Dermatomyositis is connective-tissue disease that is characterized by inflammation of the muscles and the skin.

The cause of this disorder is unknown. It is theorized that an autoimmune reaction or a viral infection of the skeletal muscle may cause the disease. It can affect people at any age, but most commonly occurs in people 40 to 60 years old, or in children from 5 to 15 years old. It affects women much more often than men. Muscle weakness may appear suddenly or occur slowly over weeks or months. There may be difficulty with raising the arms over the head, rising from a sitting position, and climbing stairs.

A dusky, purplish red rash may appear over the face, neck, shoulders, upper chest, and back. Joint pain, inflammation of the heart, and lung (pulmonary) disease may occur.

A malignancy may sometimes be associated with this disorder. A similar condition is called polymyositis when the symptoms occur without any skin manifestations.



Fibromyalgia is another rheumatic condition associated with deep muscle pain.
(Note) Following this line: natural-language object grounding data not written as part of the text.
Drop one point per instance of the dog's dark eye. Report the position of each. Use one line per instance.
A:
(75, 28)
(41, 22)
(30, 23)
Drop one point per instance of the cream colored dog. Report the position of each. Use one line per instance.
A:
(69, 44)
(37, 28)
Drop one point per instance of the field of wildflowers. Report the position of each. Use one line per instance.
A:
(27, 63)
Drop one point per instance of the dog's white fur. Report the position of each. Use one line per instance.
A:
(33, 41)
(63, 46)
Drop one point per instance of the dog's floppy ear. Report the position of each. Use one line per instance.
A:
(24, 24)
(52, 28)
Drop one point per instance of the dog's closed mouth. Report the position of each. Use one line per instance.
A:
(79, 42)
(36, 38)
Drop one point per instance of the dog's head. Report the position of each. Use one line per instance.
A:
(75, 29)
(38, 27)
Symptoms can overlap with autoimmune diseases and other musculoskeletal conditions making it difficult to diagnose. It is estimated that fibromyalgia syndrome affects about 2 percent of the U.S. population.
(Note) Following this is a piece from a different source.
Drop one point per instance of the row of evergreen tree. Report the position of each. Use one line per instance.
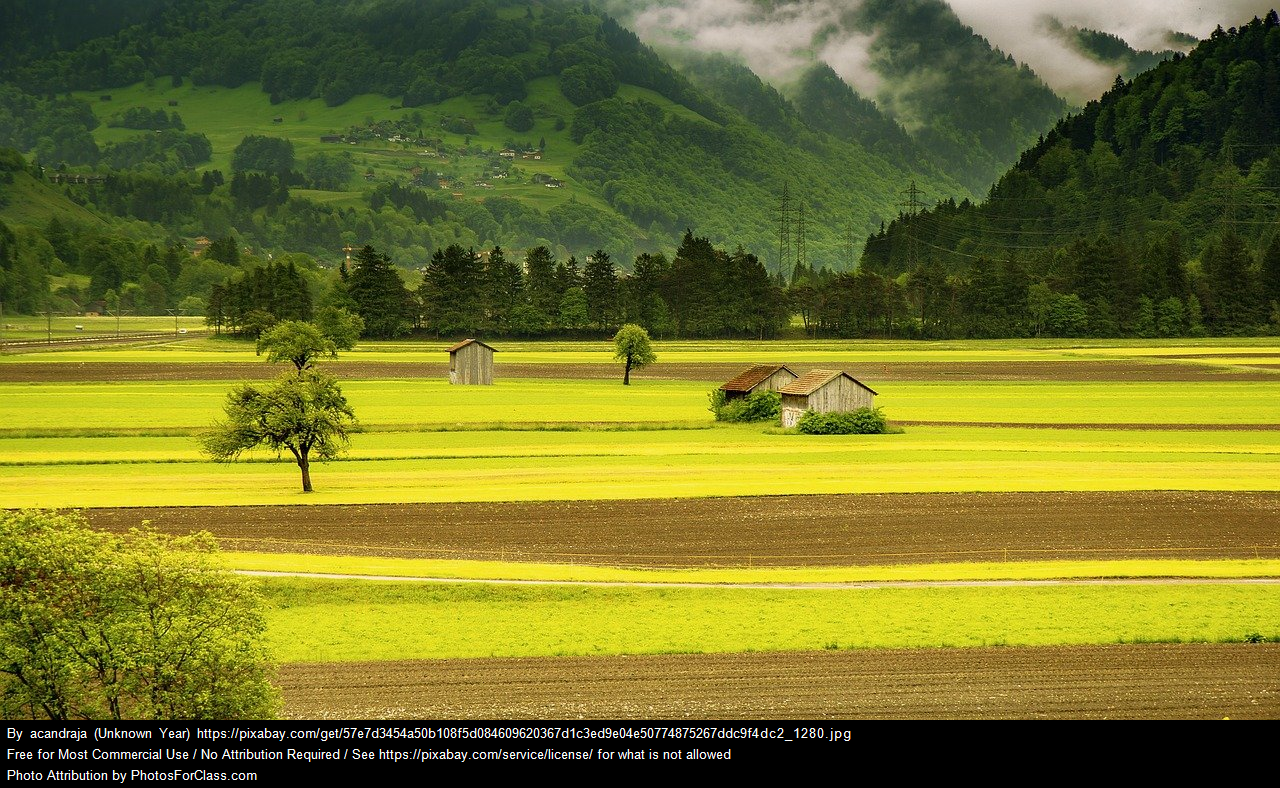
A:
(700, 292)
Fibromyalgia is a common condition characterized by widespread pain in joints, muscles, tendons, and other soft tissues. Some other problems commonly linked to fibromyalgia include fatigue, morning stiffness, sleep problems, headaches, numbness in hands and feet, depression, and anxiety. Fibromyalgia can develop on its own, or secondary to other musculoskeletal conditions, such as rheumatoid arthritis, or systemic lupus.

Diagnosis of fibromyalgia requires a history of a least three months of widespread pain, and pain and tenderness in at least 11 of 18 tender-point sites. These tender-point sites include fibrous tissue or muscles of the:

• Neck
• Shoulders
• Chest
• Rib cage
• Lower back
• Thighs
• Knees
• Arms (elbows)
• Buttocks


The major characteristic of fibromyalgia is long-standing, body-wide pain with defined tender points. Tender points are distinct from trigger points seen in other pain syndromes. Unlike tender points, trigger points can occur in isolation and represent a source of radiating pain, even in the absence of direct pressure.
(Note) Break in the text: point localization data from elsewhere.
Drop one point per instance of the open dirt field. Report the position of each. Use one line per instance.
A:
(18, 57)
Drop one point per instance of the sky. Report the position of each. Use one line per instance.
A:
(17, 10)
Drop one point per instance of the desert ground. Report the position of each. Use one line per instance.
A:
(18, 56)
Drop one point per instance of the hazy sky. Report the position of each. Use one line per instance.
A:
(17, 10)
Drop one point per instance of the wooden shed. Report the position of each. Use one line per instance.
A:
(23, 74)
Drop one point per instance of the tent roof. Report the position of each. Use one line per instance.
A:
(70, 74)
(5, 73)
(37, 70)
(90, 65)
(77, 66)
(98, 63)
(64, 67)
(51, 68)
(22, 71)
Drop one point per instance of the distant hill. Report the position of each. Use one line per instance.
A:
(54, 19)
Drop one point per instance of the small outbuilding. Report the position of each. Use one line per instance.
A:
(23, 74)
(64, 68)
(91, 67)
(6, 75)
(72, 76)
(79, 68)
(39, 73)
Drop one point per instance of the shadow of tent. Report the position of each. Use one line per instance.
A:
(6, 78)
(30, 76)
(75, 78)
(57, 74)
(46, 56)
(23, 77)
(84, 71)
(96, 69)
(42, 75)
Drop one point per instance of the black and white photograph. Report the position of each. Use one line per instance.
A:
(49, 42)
Fibromyalgia pain can look like and feel like the pain that occurs with various types of arthritis. However, the significant swelling, destruction, and deformity of joints seen in diseases such as rheumatoid arthritis does not occur with fibromyalgia syndrome alone.

The soft-tissue pain of fibromyalgia is described as deep-aching, radiating, gnawing, shooting or burning, and ranges from mild to severe. Fibromyalgia sufferers tend to wake up with body aches and stiffness.

For some patients, pain improves during the day and increases again during the evening, though many patients with fibromyalgia have day-long, unrelenting pain. Pain can increase with activity, cold or damp weather, anxiety, and stress.

In 1990, the American College of Rheumatology (ACR) listed two primary criteria for the classification of fibromyalgia.

• A history of widespread pain involving all four quadrants of the body (right side, left side, above waist, below waist) for a period of at least 3 months.
• The presence of pain in at least 11 of 18 tender points when touched or pressed with force amounting to the equivalent of 4 kg. or 9 lbs.


More recent data indicates that there may be an increased sensitivity to pain throughout the body, pain may be migratory (move around) or may exist as chronic regional pain. Most experts are said to believe fibromyalgia results from abnormal central nervous system function. Response to stress and psychobehavioral factors may also contribute to fibromyalgia.

Fibromyalgia primarily occurs in women of childbearing age. Children, the elderly, and men can also be affected. Besides the defining symptoms of pain and tenderness, there are many nondefining symptoms associated with fibromyalgia including:

• Fatigue, night sweats and sleep disturbances.

• Memory difficulties and cognitive difficulties.
• Tension or migraine headaches, temporomandibular joint syndrome, rib cage pain (noncardiac chest pain), chronic pelvic pain, plantar or heel pain.
• Fluctuations in weight, heat or cold intolerance, subjective feeling of weakness.
• Ear-nose-throat complaints, multiple chemical sensitivities and a wide array of allergic symptoms.
• Hearing, vision, and vestibular (balance) abnormalities.
• Heartburn, palpitations and irritable bowel syndrome.
• Evidence on echocardiogram of mitral valve prolapse, esophageal dysmotility (muscles of esophagus not working properly), neurologic conditions causing hypotension (low blood pressure) and syncope (fainting).
• Mood disorders such as depression and anxiety occur more commonly in people who have fibromyalgia.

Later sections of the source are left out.